Et si décrire « gris » c’est rude en 140 signes, que dire de « rouge » ! « Rouge » de l’alerte. Quoi ? Je devrais amnistier sans hésitations une chaîne de décideurs judiciaires dans laquelle se trouvent des gens contre certains desquels le président de la commission d’enquête parlementaire sur l’indépendance de la justice a déposé plainte pour parjure ? Acclamer sans réserve un système de justice à bout de souffle, miné de misères matérielles, lourdement discrédité au point qu’un sondé sur deux dit n’avoir plus confiance en lui ? Approuver, donc renoncer à réformer sérieusement le système ? Accepter une généralisation des louanges (« les juges ») comme si tant d’entre eux n’avaient pas accepté de condamner à de la prison ferme entre minuit et six heures du matin 800 gilets jaunes ? Et laissé un syndicat de police les menacer sans dire un mot ? Ni un mot non plus pour 32 personnes éborgnées et cinq mutilées dans les manifestations par des tireurs désormais blanchis ? J’en passe, et non des moindres, pour ne pas alourdir la liste des doutes qui se sont installés en moi déjà depuis quelques mois. Je ne veux pas donner à mon point de vue cette tournure pavlovienne que je reproche aux autres.

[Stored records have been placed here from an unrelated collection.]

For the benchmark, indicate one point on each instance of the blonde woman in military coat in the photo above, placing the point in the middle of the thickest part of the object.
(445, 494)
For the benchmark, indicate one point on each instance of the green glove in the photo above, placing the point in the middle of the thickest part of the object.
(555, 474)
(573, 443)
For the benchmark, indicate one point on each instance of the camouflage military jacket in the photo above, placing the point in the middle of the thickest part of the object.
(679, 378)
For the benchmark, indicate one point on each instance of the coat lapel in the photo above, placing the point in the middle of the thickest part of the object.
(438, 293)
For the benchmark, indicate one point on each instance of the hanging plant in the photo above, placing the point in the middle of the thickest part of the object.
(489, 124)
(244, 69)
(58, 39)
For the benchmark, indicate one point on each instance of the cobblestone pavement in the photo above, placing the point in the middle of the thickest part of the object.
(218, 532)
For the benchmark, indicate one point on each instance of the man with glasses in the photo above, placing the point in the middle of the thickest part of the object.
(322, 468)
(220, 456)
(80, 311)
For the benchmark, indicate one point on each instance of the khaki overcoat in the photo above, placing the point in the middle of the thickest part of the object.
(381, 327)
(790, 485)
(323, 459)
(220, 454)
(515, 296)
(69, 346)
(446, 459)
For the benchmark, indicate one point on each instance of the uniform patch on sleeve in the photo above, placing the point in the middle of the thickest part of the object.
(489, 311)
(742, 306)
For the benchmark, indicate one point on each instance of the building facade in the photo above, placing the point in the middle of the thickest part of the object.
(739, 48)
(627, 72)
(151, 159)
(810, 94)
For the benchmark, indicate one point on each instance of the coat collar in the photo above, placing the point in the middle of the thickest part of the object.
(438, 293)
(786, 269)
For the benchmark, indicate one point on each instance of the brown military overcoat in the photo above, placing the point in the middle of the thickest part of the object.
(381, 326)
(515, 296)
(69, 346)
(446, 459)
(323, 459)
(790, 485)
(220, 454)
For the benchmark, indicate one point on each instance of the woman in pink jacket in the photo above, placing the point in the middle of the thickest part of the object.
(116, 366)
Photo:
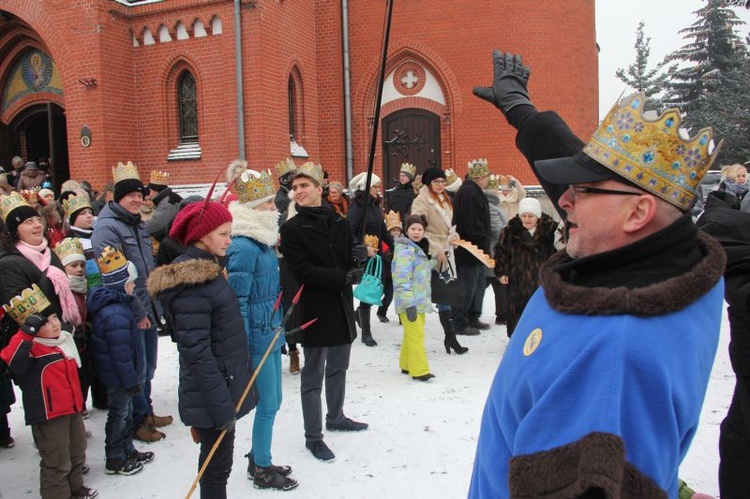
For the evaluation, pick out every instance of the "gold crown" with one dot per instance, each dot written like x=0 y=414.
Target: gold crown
x=311 y=170
x=393 y=220
x=371 y=241
x=408 y=168
x=478 y=168
x=111 y=260
x=68 y=247
x=125 y=171
x=30 y=301
x=285 y=167
x=652 y=153
x=75 y=203
x=249 y=187
x=159 y=177
x=10 y=202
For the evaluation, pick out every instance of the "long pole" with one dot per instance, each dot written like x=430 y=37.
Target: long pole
x=376 y=122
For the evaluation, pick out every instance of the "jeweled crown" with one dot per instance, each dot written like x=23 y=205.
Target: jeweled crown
x=653 y=153
x=408 y=168
x=249 y=187
x=284 y=167
x=159 y=177
x=478 y=168
x=10 y=202
x=75 y=203
x=125 y=171
x=30 y=301
x=393 y=220
x=111 y=260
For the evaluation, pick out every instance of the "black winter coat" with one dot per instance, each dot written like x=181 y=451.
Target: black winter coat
x=204 y=315
x=317 y=247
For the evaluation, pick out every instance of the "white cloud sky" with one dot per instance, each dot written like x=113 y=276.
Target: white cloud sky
x=616 y=24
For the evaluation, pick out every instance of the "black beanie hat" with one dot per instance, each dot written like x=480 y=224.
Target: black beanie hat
x=18 y=216
x=431 y=174
x=126 y=186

J’invite les réjouis de Pavlov à la prudence. Le système judiciaire n’est pas un appareil de vengeance politique. Et si nous le reprochons aux autres n’en faisons pas autant nous-mêmes. Nous qui avons dénoncé le lawfare, guerre judiciaire en politique, et qui continuons à lutter contre lui dans le monde et chez nous, ne prenons pas le risque d’en être les instruments le cas échéant.

J’ai dit que Macron était débarrassé de son plus sérieux concurrent à droite. Hors de ce simple constat d’évidence, je ne me sens l’esprit ni à me réjouir ni à m’affliger. Je n’ai pas l’intention de désarmer ma méfiance. Je vois que cet épisode, contre son gré, n’aura pour finir produit qu’une chose : accroitre le malaise politique du pays.